Figure 3. Percentage distribution of vsiRNAs with respect to strand polarity.

(A) The strand polarity of M-vsiRNAs in MCMV and S + M inoculated maize plants. (B) The strand polarity of S-vsiRNAs in SCMV and S + M inoculated maize plants.

Figure 4. 5′-terminal nucleotide abundance of vsiRNAs.

(A) 5′-terminal nucleotide abundance of M-vsiRNAs in MCMV and S + M inoculated maize plants. (B) 5′-terminal nucleotide abundance of S-vsiRNAs in SCMV and S + M inoculated maize plants.

Figure 5. The single-nucleotide resolution maps of 21- and 22-nt vsiRNAs.

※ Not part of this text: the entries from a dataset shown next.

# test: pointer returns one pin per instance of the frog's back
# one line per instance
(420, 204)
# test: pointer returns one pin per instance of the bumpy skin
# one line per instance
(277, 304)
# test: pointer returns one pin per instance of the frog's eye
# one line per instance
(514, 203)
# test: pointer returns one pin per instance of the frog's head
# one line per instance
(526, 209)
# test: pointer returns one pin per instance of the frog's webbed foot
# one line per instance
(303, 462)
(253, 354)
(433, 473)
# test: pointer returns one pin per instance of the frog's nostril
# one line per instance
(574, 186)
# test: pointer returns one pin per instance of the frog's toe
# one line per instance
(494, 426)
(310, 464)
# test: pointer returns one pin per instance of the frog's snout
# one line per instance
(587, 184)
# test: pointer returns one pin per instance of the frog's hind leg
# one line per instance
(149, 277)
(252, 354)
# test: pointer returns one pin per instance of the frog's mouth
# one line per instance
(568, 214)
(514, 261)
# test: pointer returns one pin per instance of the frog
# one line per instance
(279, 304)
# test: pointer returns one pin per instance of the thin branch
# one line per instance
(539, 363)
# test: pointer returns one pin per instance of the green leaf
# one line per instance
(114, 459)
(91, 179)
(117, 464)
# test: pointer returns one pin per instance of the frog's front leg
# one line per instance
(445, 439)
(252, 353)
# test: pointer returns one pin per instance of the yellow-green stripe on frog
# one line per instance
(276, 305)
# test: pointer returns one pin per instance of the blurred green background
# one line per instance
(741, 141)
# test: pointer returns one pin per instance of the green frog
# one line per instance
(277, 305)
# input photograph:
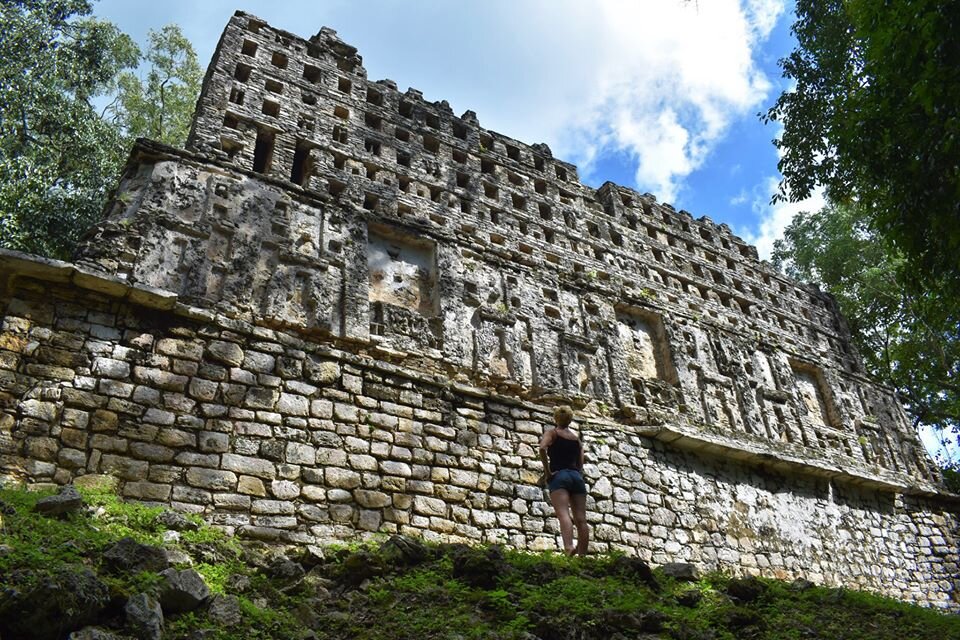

(A) Schematic diagram of the MCMV genome. (B) Schematic diagram of the SCMV genome. The single-nucleotide resolution maps of 21- and 22-nt M-vsiRNAs along the MCMV genome in MCMV (C) and S + M (E) inoculated maize plants and 21- and 22-nt S-vsiRNAs along the SCMV genome in SCMV (D) and S + M (F) inoculated maize plants. The bars above the axis represent the reads of vsiRNAs from the viral genomic strand starting at the respective positions; the bars below represent the reads of vsiRNAs from the complementary strand of viral genomes ending at the respective positions.

Figure 6. GO classification of the predicted target genes of vsiRNA derived from MCMV and SCMV in maize.

The vsiRNA target genes were assigned using Blast2GO. “Control” indicates the percentage of the genes with specific category in all GO-annotated maize genes.

Figure 7. KEGG classification of the predicted target genes of vsiRNAs derived from MCMV and SCMV in maize.

The vsiRNA target genes were assigned based on the KEGG database using BLASTx. I: Metabolism; II: Genetic Information Processing; III: Environmental Information Processing; IV: Cellular Processes; V: Organismal Systems; VI: Human Diseases. “Control” means the percentage of the genes with specific category in all KEGG-annotated maize genes.

Figure 8. Northern blotting analysis of vsiRNAs.

(A,B) Northern blotting analysis of M-vsiRNAs in MCMV and S + M inoculated maize plants. (C) Northern blotting analysis of S-vsiRNAs in SCMV and S + M inoculated maize plants. The “M” means the vsiRNAs from MCMV and “S” means that from SCMV. The numbers represent vsiRNAs starting positions of the (+)-sense strand or ending positions of the (−)-sense strand of viral genomes. “(+)” indicates vsiRNAs derived from (+)-sense strand of viral genomes and “(−)” indicates the (−)-sense strand. “21” and “22” means the positions of 21-nt and 22-nt vsiRNAs, respectively. U6 was used as a loading control.

Figure 9. The expression levels of maize DCLs and several AGOs mRNAs in buffer (Mock), SCMV, MCMV and S + M inoculated maize plants.

The expression levels were determined by qRT-PCR at 9 dpi. Three independent experiments were conducted with at least 3 biological replicates each and the data were analysed using a two-sample t-test. Bars represented the grand means ± SD. Lowercase letters indicate significant difference (P-value < 0.05).